Pictures: Cork pupils help plant small woodland on school grounds 

Four schools in Cork are taking part in the programme. 
Pictures: Cork pupils help plant small woodland on school grounds 

Dave Brooks, LEAF, pictured with pupils Alannah Mulvhill and Charlize Bergounioux with a shovelful of compost and hedge cuttings as part of An Choill Bheag educational programme. in Rockboro Primary School. Picture: Howard Crowdy

ROCKBORO National School in Ballintemple is one of four Cork schools chosen to have a small woodland planted on their land.

The school is taking part in ‘An Choill Bheag’, a long-term educational programme, an initiative of LEAF Ireland and the Environmental Education Unit (EEU) of An Taisce.

The An Choill Bheag initiative aims to increase students’ awareness of the many benefits of woodlands and provides a broad understanding of how woodlands play a significant role in our lives and future.

Students also learn the necessary skills to maintain, monitor and study these ecosystems.

The other schools selected for the programme were Midleton College, Scoil Réalt na Mara, Ballycotton, and St. John the Baptist, Midleton.

Pupils from 4th and 5th class in Rockboro Primary School who took part in An Choill Bheag, a long term educational programme, an initiative of LEAF and the Education Unit (EEU ) of An Taisce recently. Picture: Howard Crowdy
Pupils from 4th and 5th class in Rockboro Primary School who took part in An Choill Bheag, a long term educational programme, an initiative of LEAF and the Education Unit (EEU ) of An Taisce recently. Picture: Howard Crowdy

All four schools selected for the programme are also working on the Green-Schools programme.

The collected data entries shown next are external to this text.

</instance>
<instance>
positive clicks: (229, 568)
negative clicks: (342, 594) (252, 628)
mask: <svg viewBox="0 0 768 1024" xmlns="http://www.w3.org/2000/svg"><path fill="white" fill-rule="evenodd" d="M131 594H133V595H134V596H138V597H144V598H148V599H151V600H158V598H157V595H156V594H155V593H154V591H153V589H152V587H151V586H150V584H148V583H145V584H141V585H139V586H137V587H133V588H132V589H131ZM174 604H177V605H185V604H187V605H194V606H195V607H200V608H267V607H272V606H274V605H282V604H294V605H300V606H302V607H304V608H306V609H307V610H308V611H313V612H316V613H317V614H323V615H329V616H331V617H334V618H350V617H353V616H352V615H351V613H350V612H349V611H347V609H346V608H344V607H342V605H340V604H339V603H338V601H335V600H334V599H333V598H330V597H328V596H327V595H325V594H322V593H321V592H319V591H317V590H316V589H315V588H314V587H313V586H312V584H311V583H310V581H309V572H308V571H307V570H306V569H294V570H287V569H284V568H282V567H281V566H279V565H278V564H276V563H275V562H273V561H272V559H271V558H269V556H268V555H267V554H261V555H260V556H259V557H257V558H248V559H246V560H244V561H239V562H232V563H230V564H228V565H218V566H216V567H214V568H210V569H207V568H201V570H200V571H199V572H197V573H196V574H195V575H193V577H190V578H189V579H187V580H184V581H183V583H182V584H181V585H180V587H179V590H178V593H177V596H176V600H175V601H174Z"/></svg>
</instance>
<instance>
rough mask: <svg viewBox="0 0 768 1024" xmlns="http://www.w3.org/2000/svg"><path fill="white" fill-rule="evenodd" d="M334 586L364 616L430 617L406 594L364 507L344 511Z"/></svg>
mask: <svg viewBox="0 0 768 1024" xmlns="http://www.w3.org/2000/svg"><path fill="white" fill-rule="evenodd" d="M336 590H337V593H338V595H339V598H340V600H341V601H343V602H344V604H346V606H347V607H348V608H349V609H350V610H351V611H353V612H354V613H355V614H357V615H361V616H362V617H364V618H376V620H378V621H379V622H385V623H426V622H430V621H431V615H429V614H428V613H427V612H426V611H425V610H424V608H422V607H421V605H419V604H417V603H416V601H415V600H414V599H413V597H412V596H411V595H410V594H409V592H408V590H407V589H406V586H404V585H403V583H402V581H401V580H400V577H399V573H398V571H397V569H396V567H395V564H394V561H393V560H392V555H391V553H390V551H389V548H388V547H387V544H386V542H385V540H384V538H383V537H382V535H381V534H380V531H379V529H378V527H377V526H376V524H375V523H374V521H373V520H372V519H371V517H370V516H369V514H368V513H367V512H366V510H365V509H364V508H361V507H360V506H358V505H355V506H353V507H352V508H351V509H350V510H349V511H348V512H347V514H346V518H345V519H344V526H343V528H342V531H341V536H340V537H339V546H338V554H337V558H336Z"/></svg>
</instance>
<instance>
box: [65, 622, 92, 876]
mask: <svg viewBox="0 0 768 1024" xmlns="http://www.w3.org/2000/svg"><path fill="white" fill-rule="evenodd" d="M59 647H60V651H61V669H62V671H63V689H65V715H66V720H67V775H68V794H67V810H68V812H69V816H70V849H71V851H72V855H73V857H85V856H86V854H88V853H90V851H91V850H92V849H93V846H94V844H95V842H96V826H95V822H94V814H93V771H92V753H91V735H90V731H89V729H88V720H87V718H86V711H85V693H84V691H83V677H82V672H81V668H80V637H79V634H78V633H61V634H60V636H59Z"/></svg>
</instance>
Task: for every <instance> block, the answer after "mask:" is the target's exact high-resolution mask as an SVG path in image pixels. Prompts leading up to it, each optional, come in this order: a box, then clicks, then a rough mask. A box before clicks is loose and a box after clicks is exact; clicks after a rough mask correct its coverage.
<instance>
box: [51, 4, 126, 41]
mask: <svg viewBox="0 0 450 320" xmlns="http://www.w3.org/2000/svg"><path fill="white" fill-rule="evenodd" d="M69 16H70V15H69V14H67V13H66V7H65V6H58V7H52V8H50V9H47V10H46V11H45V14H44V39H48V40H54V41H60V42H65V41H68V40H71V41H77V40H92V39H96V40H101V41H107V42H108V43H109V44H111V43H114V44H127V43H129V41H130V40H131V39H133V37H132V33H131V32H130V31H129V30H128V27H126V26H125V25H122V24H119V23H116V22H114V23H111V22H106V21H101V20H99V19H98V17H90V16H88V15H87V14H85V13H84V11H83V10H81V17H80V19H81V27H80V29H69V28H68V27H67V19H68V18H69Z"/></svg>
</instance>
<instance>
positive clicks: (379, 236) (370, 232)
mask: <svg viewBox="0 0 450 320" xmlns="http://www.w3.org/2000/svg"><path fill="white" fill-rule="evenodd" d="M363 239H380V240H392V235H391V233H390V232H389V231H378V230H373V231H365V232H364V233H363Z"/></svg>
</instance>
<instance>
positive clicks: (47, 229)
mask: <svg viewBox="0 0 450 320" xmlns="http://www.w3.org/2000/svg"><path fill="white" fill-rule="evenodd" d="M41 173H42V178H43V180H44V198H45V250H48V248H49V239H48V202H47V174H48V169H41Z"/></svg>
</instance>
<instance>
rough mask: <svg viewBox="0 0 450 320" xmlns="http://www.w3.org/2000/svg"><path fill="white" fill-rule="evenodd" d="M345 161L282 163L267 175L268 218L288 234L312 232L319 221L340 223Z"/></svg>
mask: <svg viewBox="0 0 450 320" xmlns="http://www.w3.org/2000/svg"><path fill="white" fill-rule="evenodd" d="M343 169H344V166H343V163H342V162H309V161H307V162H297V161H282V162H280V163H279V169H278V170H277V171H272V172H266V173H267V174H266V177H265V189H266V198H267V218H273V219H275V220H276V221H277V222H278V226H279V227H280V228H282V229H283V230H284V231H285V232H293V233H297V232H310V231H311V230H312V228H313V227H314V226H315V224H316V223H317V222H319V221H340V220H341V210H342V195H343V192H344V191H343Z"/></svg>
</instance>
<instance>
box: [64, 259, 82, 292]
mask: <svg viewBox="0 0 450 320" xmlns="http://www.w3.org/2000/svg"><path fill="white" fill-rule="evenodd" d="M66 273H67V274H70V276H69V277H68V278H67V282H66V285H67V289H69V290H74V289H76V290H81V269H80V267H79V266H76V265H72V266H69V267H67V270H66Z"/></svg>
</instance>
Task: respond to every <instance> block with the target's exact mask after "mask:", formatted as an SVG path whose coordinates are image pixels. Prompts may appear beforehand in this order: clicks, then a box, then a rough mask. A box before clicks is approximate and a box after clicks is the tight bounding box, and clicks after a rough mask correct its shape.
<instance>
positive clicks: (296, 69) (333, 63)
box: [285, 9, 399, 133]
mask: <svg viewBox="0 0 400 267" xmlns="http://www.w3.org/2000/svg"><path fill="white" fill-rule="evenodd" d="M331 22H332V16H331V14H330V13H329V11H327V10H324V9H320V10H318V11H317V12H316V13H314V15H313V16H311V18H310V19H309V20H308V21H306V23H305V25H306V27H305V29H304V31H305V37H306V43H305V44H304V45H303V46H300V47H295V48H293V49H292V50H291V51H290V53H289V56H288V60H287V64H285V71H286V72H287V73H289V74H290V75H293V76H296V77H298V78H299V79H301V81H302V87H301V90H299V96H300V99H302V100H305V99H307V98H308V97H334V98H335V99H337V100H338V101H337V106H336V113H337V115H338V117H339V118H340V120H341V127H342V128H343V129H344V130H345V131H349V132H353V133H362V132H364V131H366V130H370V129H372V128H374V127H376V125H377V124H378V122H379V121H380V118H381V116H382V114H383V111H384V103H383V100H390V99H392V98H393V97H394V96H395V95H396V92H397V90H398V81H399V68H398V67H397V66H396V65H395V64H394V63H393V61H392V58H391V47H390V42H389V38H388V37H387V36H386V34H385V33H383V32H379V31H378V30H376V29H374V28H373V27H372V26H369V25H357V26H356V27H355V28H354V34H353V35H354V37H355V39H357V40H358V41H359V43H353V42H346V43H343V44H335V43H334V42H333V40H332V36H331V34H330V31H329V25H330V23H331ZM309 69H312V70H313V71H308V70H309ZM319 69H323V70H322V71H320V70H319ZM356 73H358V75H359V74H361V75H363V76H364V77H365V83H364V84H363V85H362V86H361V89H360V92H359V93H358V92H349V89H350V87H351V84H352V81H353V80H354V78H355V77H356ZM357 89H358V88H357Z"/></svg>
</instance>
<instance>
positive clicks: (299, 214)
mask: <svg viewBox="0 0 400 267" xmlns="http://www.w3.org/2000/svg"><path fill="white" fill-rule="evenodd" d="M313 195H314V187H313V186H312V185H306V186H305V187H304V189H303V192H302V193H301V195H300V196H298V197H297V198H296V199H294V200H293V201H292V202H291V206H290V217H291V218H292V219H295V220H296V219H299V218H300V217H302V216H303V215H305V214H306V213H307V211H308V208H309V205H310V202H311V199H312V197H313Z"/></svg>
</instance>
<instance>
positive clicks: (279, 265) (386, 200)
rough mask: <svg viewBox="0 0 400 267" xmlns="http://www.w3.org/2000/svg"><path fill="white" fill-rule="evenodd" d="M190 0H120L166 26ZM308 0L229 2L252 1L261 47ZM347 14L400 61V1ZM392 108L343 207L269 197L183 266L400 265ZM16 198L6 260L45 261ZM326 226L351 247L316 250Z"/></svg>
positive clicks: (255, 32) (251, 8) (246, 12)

The aim is to create small, dense native woodland habitats for biodiversity and an educational and recreational resource for the whole school community to enjoy.

The little woodlands also provide schools with an outdoor living classroom, a place where staff and students can connect with biodiversity

Karla Wendroff and Scarlett Collins pictured amongst the daffodils in Rockboro Primary School. Picture: Howard Crowdy
Karla Wendroff and Scarlett Collins pictured amongst the daffodils in Rockboro Primary School. Picture: Howard Crowdy

All four projects are being funded by Cully & Sully and delivered by the staff of the Environmental Education Unit (EEU) of An Taisce.

Dave Brooks from LEAF helped the fourth and fifth-class students plant the trees at the Ballintemple school.

“This is one of four schools in Cork that are sponsored by Cully and Sully so it’s a corporate social responsibility model for organisations to help out and donate a small woodland to a school and giving them funding to plant native trees in schools.”

Ajinkya Shinde seen distributing compost and hedge cuttings onto the plants during the An Choill Bheag educational programme. in Rockboro Primary School. Picture: Howard Crowdy
Ajinkya Shinde seen distributing compost and hedge cuttings onto the plants during the An Choill Bheag educational programme. in Rockboro Primary School. Picture: Howard Crowdy

Mr Brooks explained the process.

“We go around to schools, we go in on four occasions, we go in to survey the site, then we go with the kids and do a soil test, see what trees would be suitable for it.”

At Rockboro, Dave said Willow trees and Alder trees were not an option.

“It’s quite sandy soil here, no willow or alder.

“Here we have holly, cherry, elder, rowan, yew and some hazel. They are all native trees which helps with the biodiversity as well.”

Twins Scarlet and Saoirse Collins seen working in the school garden at Rockboro Primary School. Picture: Howard Crowdy
Twins Scarlet and Saoirse Collins seen working in the school garden at Rockboro Primary School. Picture: Howard Crowdy

The Ballintemple school planted almost 50 trees at their premises.

”Ideally we would plant up to 200 trees, but there are about 40 – 50 trees planted here.”

Dave said working with the pupils is an added bonus to his work.

“It was amazing fun working with the kids, it’s such a privilege, I am always learning from them, it’s a really collaborative process.”

Karla Wondroff, 9, who is in fourth class said: “I’m delighted to be involved in this programme. I think it’s important to plant trees because we need trees to breathe and a lot of them are being chopped down so it’s really important for trees to be grown.”

Pupils from 4th and 5th classes picturerd gathering up compost and hedge clippings for plants and trees at Rockboro NS as part of the LEAF project. Picture: Howard Crowdy
Pupils from 4th and 5th classes picturerd gathering up compost and hedge clippings for plants and trees at Rockboro NS as part of the LEAF project. Picture: Howard Crowdy

Scarlet Collins, 11, is in fifth class. Scarlet said she learned a lot by taking part in the programme.

“I think it’s a very cool project. Ms Riordan taught us all about the trees and we had other people come in and explain all about the trees as well.”

Saoirse Collins, 11, also in fifth class, said she enjoyed taking part in the programme and learned interesting facts.

“One of the best things I learned was that some soil is better than others and some soil can grow trees easier than others, I never knew that before.”